Salesman, with Magic Cyclops, Veronica and Juliette Mission at the Meadowlark, Saturday, April 24

Salesman, on tour through Colorado, offers a wild punky root blues mix (Photo: MySpace)

Salesman, on tour through Colorado, offers a wild punky root blues mix (Photo: MySpace)

Salesman started out as a duo in Boulder in 2007, and wowed more than a few people before relocating to Austin soon after. Core members Devin James Fry (vocals, guitar) and Clayton Guns Lillard are now joined by bassist John Houston Farmer (who also plays for  indie darlings What Made Milwaukee Famous), and about half the time by violinist Patrick Patterson, to round out the band that recorded their latest record, “Skull.” If you have yet to hear Salesman, take advantage of the MP3 below to get a taste of their Gun Club-infused, bluesy, roots-rock style. Fronted by Fry’s powerful vocals and masterful guitar, swirling with his obsessions with ghosts, UFO abduction, sex and death, the stories on the record are as powerful as they are fun and cathartic.  Bonus – while they last (and for this tour only): they’ve had the latest record cut by an antique record lathe onto the surface of 40 old school 12-inch laser discs. Collector or not, this item is reason enough in itself to come see them.

Live, the band is even more vital, and their impact comes across almost hallucinogenically. You’ll likely find yourself immersed in Fry’s world as he croons and howls about sex and bondage during “Three-Legged Stool,” or tasting old cigarettes and desert roads during “Skull,” as they easily coax you into long, out-of-body experiences.

The Meadowlark is a perfect setting for Salesman, and their coupling with a lineup that includes fantastic groups like Veronica, Juliette Mission and the inimitable Magic Cyclops makes this night absolutely necessary. If you’ve got tickets to the sold out Yeasayer at the Bluebird, skip the encore to get to see this one – it’s worth it.

[wpaudio url=”http://www.denverthread.com/wp-content/themes/mimbo/sounds/Three_Legged_Chair.mp3″ text=”Salesman – Three Legged Chair”]

Solar Bear with Ideal Fathers, St.
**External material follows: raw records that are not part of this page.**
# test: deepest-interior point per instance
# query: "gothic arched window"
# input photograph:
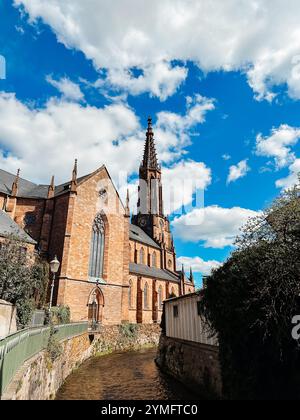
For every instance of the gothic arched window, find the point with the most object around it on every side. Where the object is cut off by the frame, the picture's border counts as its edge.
(160, 297)
(142, 256)
(146, 296)
(154, 260)
(97, 248)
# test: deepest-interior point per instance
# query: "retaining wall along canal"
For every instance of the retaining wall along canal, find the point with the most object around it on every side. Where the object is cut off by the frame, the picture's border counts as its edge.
(40, 378)
(196, 365)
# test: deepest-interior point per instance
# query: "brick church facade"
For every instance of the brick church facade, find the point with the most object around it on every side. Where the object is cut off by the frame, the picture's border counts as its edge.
(112, 269)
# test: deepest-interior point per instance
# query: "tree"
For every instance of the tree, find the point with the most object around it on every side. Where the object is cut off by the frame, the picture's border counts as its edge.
(250, 302)
(22, 283)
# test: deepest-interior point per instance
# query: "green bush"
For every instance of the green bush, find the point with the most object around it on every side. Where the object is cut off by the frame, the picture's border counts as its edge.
(60, 315)
(129, 330)
(54, 348)
(21, 283)
(250, 302)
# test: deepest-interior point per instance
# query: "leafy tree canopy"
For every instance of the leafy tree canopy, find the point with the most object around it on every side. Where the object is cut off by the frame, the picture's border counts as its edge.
(251, 300)
(22, 282)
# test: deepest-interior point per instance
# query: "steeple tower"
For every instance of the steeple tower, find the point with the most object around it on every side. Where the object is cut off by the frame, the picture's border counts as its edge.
(150, 214)
(150, 158)
(74, 177)
(51, 189)
(15, 185)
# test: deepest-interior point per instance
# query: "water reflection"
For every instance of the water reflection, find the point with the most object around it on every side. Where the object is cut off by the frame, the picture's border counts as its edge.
(122, 376)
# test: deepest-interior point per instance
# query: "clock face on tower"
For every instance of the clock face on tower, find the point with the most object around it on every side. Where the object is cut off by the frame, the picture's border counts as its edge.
(143, 221)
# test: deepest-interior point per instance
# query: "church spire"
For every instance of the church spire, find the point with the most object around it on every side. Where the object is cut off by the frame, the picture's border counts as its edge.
(191, 275)
(127, 208)
(74, 177)
(51, 189)
(15, 185)
(150, 157)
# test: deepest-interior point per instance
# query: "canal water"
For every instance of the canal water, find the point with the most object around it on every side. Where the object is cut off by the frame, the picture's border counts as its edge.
(122, 376)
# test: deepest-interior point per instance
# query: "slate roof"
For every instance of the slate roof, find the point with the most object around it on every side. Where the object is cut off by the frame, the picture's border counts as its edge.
(27, 189)
(9, 227)
(153, 272)
(137, 234)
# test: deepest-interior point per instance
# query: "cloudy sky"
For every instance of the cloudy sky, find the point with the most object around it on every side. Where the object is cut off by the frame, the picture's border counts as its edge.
(221, 79)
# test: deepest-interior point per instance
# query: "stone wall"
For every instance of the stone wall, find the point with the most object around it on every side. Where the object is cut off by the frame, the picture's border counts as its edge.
(195, 365)
(8, 323)
(40, 378)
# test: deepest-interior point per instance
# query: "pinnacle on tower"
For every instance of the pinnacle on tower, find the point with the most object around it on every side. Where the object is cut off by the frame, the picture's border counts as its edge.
(51, 189)
(74, 177)
(191, 275)
(150, 157)
(127, 208)
(15, 185)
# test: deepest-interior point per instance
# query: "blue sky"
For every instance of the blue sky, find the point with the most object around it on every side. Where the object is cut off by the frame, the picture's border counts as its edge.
(229, 103)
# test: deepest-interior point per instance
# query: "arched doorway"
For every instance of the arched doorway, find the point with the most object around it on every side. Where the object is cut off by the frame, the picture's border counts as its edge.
(95, 308)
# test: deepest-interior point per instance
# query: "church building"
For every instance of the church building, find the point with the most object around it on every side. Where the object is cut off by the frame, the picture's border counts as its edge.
(112, 269)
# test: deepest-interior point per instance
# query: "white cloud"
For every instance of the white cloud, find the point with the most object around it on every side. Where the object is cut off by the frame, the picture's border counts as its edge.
(70, 91)
(292, 179)
(182, 181)
(174, 130)
(46, 140)
(199, 265)
(160, 79)
(226, 157)
(129, 34)
(238, 171)
(279, 144)
(217, 227)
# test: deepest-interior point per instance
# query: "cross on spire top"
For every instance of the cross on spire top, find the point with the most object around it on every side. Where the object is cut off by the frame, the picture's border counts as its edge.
(150, 157)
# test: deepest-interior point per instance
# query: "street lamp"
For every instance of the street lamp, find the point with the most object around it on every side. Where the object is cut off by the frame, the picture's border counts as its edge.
(54, 267)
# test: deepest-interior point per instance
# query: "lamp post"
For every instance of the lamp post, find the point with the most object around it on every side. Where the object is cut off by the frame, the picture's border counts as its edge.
(54, 267)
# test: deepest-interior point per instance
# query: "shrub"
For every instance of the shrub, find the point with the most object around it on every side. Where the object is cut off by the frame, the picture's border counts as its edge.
(129, 330)
(250, 302)
(60, 315)
(54, 348)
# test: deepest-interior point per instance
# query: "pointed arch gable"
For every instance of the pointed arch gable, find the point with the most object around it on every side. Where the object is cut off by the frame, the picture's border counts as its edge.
(97, 246)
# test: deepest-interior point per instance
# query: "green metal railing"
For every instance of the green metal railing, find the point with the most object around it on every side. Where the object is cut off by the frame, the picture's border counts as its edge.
(21, 346)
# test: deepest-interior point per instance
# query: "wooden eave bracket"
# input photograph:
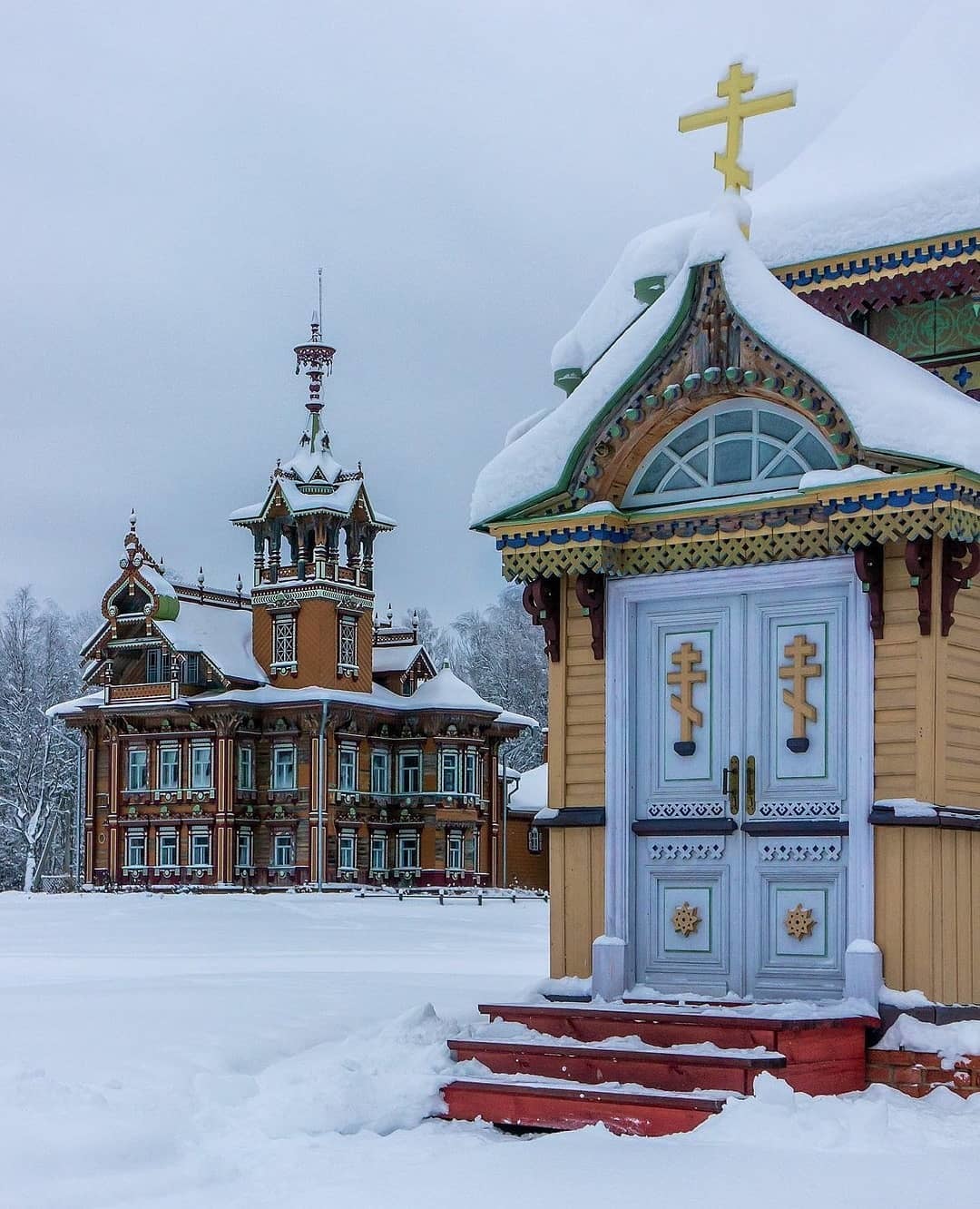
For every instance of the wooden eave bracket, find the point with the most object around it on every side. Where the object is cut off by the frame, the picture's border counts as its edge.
(918, 563)
(869, 565)
(961, 561)
(542, 601)
(590, 593)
Elias and Colors at Hi-Dive, Thursday, April 29

Ideal Fathers offers up a thick and humorous mix of Wire, Black Flag and Dead Kennedys.

Ideal Fathers offers up a thick and humorous mix of Wire, Black Flag and Dead Kennedys.

All-local lineups are often sketchy at best, turning even a small cover into an inspiration to stay home and hug the couch, awash in the blue light of free entertainment. But the Hi-Dive on south Broadway has pretty much made it a crusade to offer the best, and the best mixed, lineups – which makes a cover of a few hard-earned dollars seem like nothing. The Thursday night, April 29th lineup, featuring the noisy Solar Bear and Ideal Fathers, as well as St. Elias and Colors, is no exception. And the cover for this one is a mere $7, to boot!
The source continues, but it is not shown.